To which somewhat over–bold remark the Queen is stated to have replied sarcastically:—

“Your gracious Majesty
Is very glad to see
Ye men of Coventree,

Good lack, what fools ye bee!”

In the year previous to the Queen’s visit the plague had committed great ravages in the city, hundreds of the inhabitants falling victims, and the “dreadful dead carts passing constantly through the streets taking their horrible toll from most houses, and picking up those who had fallen of the sickness in the streets.” Thus with the clothing business falling to decay without any substitute being introduced to fill its place, and suffering from the suppression of the religious houses, Coventry was in but a poor state at the time of Elizabeth’s visit. The Recorder’s speech, however, which was very lugubrious, probably exaggerated the situation, although, as Mr. Brewer says, “the ardour of the natives had been damped when they saw the gorgeous piles of religious splendour, so long their pride and boast, one vast heap of ruins.”

The Queen during her visit lodged at the White Friars, then a residence of the Hales family, and was, notwithstanding the reputed decay and poverty of the times, entertained with lavish magnificence.

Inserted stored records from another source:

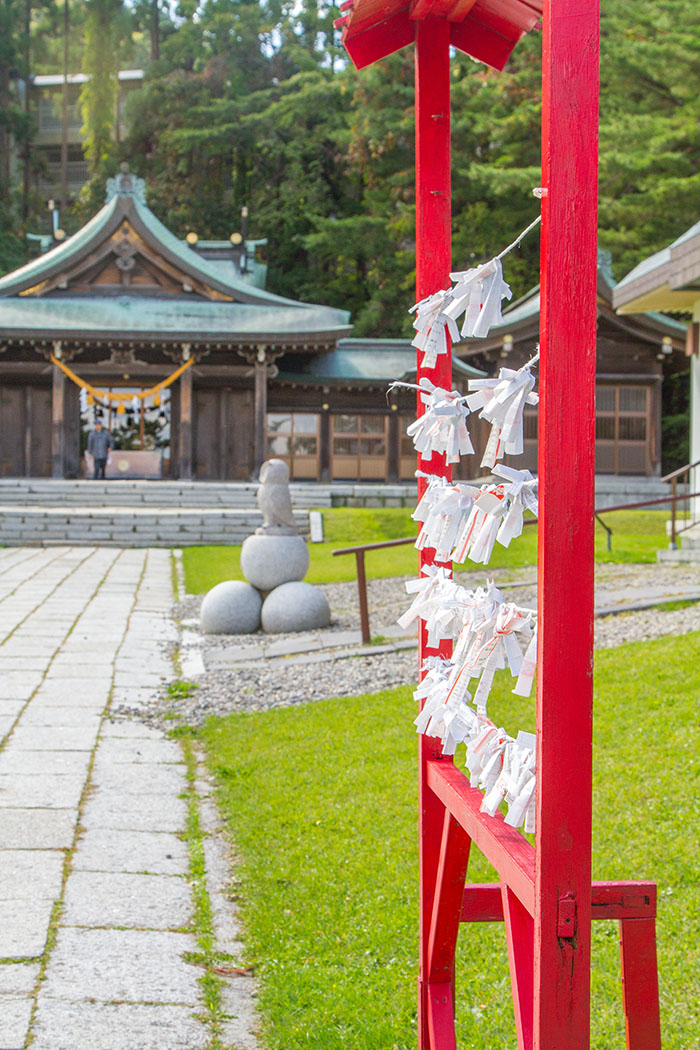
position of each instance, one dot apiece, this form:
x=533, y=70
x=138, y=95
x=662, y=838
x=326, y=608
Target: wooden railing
x=683, y=471
x=359, y=551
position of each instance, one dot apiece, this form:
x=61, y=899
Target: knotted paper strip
x=443, y=426
x=476, y=294
x=502, y=402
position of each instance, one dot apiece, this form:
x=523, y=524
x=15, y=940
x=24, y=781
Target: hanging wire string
x=517, y=239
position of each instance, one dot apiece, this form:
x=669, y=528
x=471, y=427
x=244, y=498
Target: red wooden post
x=640, y=984
x=432, y=267
x=565, y=558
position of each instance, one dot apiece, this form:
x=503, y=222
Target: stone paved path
x=96, y=908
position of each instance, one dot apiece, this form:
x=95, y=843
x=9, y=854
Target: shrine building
x=123, y=306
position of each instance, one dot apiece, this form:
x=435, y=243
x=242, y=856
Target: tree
x=104, y=30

The next Royal visitor within the city walls had no pageants, addresses, or honours showered upon her, but hapless Mary Queen of Scots was brought to Coventry and shut up a prisoner in the Mayor’s parlour during the year following the coming of her royal cousin. Again, three years later, in 1569, she was brought to Coventry and incarcerated in the Bull Inn (the site of which is now occupied by the Barracks), and kept under the charge of the Earls of Shrewsbury and Huntingdon. The citizens had during her incarceration within their walls the melancholy and troublesome task of keeping watch and ward night and day at each of the gates, so that none might pass to or fro without good cause.

In 1610 King James I., in a letter addressed to the heads of the city and the Church, commanded that the inhabitants should kneel whilst receiving the sacrament, and when they several years later applied to him for a renewal of their charter the King refused to grant it until he had been satisfied that his command regarding their kneeling when receiving of the sacrament had been obeyed. A few years later the King visited Coventry and was presented with what must be almost considered the inevitable £100, and in addition thereto with a silver cup of fine workmanship weighing forty–five ounces, out of which, the King exclaimed, that he would drink wherever he went.

During the succeeding reign and the Civil War which broke out, Coventry attached itself to the side of Parliament; the influence of Lord Brooke of Warwick overpowering that of the Earl of Northampton, who was Recorder and a staunch Royalist. At the outset of the war, King Charles, after he had raised his standard at Nottingham, sent to Coventry and demanded quarters, and these being refused he attacked the city in full force and succeeded in capturing one of the gates. He was, however, finally repulsed with considerable loss, and obliged to abandon his attempt to take the town. For this act of contumacy and the fact that it was garrisoned by Parliamentary troops until the Restoration it was destined to suffer later on. Charles II., notwithstanding the enthusiastic demonstrations of the inhabitants at his restoration and the surrender of possessions which the city had originally purchased from the Crown, did not forget the part Coventry had played during the Civil War, and a commission held in 1662 prescribed the demolition of the city walls as a mark of the King’s displeasure for the disloyalty of the inhabitants to his father. This act was immediately put into effect by the Earl of Northampton. All that now remains of the fortifications are two of the gates, Cook Street Gate, now a mere roofless shell, and the Swanswell or Priory Gate in Hales Street, which after the archway had been blocked up some years ago was converted into dwellings.

Twenty–five years later, when King James II. visited Coventry, the citizens, no doubt remembering the exactions and punishment under which they suffered in the previous reign for their old–time disloyalty to the Crown, paid the King the greatest marks of attention and respect. They presented him with a gold cup and cover, and even went the length of smoothing the rough surfaces of their streets with sand, white–washing their houses, and decorating them with garlands and flags. Occasionally interesting relics of the Roman occupation are discovered when excavating foundations for new buildings, and when laying out new roads.

Rich in ancient buildings Coventry is full of interest to the students of medieval architecture and to the archæologist. Of the ancient monastery church of the Grey Friars, which was built in the reign of Edward III., little now remains save the beautiful octagonal tower and spire, which rises to a height of upwards of 200 feet. This church became so rich in later years from the gifts bestowed upon it by various benefactors that the historian William of Malmesbury writes of it: “It was enriched and beautified with so much gold and silver that the walls seemed too narrow to contain it; insomuch that Robert de Limesie, Bishop of this diocese in the time of King William Rufus, scraped from one beam that separated the shrines 500 marks of silver.” The church was also a rich storehouse of relics, amongst which, placed in a beautiful silver shrine, was an arm of St. Augustine, and on the casket containing it was a notification of its purchase from the Pope by Agelnethus, Archbishop of Canterbury.